Dunking PlaySkool

In middle school everything I did had to be "cool." Everything from the clothes I wore, the friends I had, the pop songs I belted out, and even the eye rolls that I perfected had to be cool. Given that I had all the legal rights and power bequeathed to someone between the ages of 11-13, "wanting nothing to do with something" meant I threw it into the dungeon underneath my bed or banished it to the dark corner of my closet. It was one thing for me to beg my parents to buy me the latest Airwalks and Vans sneakers, but when someone else forces an image on you - well, usually it doesn't go over too well. Especially if you try that on a 13 year-old middle school girl...

I had changed into a t-shirt and black and white Adidas shorts, I laced up my size 10 Nike sneaks and rolled into the gymnasium with the rest of my P.E. class. And that's when it smacked me across my face: My adaptive P.E. teacher was standing next to it, actually he was towering over it. There it stood in all of its plastic, white, blue, and orange glory: a 4ft tall PlaySkool basketball hoop. I looked at it in silence and for a few seconds no one else existed as I tried to comprehend what was going on. This is not cool. This is absolutely the opposite of cool. This is for babies. I am not a baby. I am more than this, so much more than this.
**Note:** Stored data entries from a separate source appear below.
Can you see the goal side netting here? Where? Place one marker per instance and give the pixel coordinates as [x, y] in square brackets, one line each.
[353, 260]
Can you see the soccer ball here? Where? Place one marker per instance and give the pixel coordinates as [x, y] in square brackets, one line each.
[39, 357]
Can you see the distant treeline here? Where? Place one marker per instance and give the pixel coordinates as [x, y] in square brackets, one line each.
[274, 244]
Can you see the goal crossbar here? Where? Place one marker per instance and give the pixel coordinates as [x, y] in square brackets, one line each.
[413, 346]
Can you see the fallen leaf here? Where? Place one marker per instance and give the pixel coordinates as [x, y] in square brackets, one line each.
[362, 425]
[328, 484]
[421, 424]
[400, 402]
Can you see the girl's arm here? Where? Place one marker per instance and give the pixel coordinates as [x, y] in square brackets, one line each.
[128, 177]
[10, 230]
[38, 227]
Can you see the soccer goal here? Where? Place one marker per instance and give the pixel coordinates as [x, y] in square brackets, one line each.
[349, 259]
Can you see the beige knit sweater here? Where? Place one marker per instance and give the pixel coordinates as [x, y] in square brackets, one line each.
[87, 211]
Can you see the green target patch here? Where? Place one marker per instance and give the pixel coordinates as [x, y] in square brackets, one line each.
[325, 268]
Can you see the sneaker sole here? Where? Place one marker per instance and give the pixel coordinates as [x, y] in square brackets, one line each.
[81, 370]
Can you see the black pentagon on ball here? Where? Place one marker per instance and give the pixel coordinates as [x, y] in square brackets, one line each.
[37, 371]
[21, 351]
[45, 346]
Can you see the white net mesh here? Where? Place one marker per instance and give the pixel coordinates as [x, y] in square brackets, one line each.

My friends and the rest of my class all trooped over to the other P.E. teacher, all of them sitting in a circle learning the basics of basketball and how to dribble. Kneeling down, my P.E. teacher tossed me a plastic basketball a little larger than a softball and instead of catching it I fled.

As I wheeled around I heard the ball bouncing on the shiny gym floor and that was the last time I saw the thing. I gunned my power wheelchair out of the gym, down the hall, around the corner, and into the nurse's office. I was humiliated, embarrassed, distraught, angry, confused... and so many other things that, like many other 13 year old girls who get upset, could not clearly put into words.

Okay, let's do a reality check. Despite being smaller than my classmates, and having an aide that I regularly (purposely) ditched while going through crowded halls, I was treated exactly the same as everyone else. Yes, I had help with some things but the adaptation or accommodation was (for the most part) seamless. The special needs that I needed were as cohesive as possible with whatever else was going on. I thought that this is how my disability should be treated. It was invisible, and that was what I had come to expect, it was what I wanted for my disability.
So on that day, without warning, the sudden blunt change was a bit too abrupt. To me that Playskool basketball hoop said "everyone sees you are different, you are small, you are weak, you will always be childish, we will always see you as a child..." And to have the hoop off to the side from everyone else and next to my adaptive P.E. teacher only, in my mind, underlined that difference for me.

For the rest of that Phys Ed. unit on 'basketball' I was allowed to spend it in the library. It took quite a bit of back-and-forth "communication" between my guidance counselor, my P.E. teacher, my parents, and my doctor. But even to this day I'm not sure if any of the adults actually recognized what it was that bothered me, I don't actually remember if any of those 'in power' bothered to ask me what it was I hated so much about it. After that day I learned that while not having to deal with others' image of me was a possibility, I would probably need to learn how to manage it better, and do so on my own. It wouldn't be until years later that I would be better at navigating the image I have and the image others assume for me.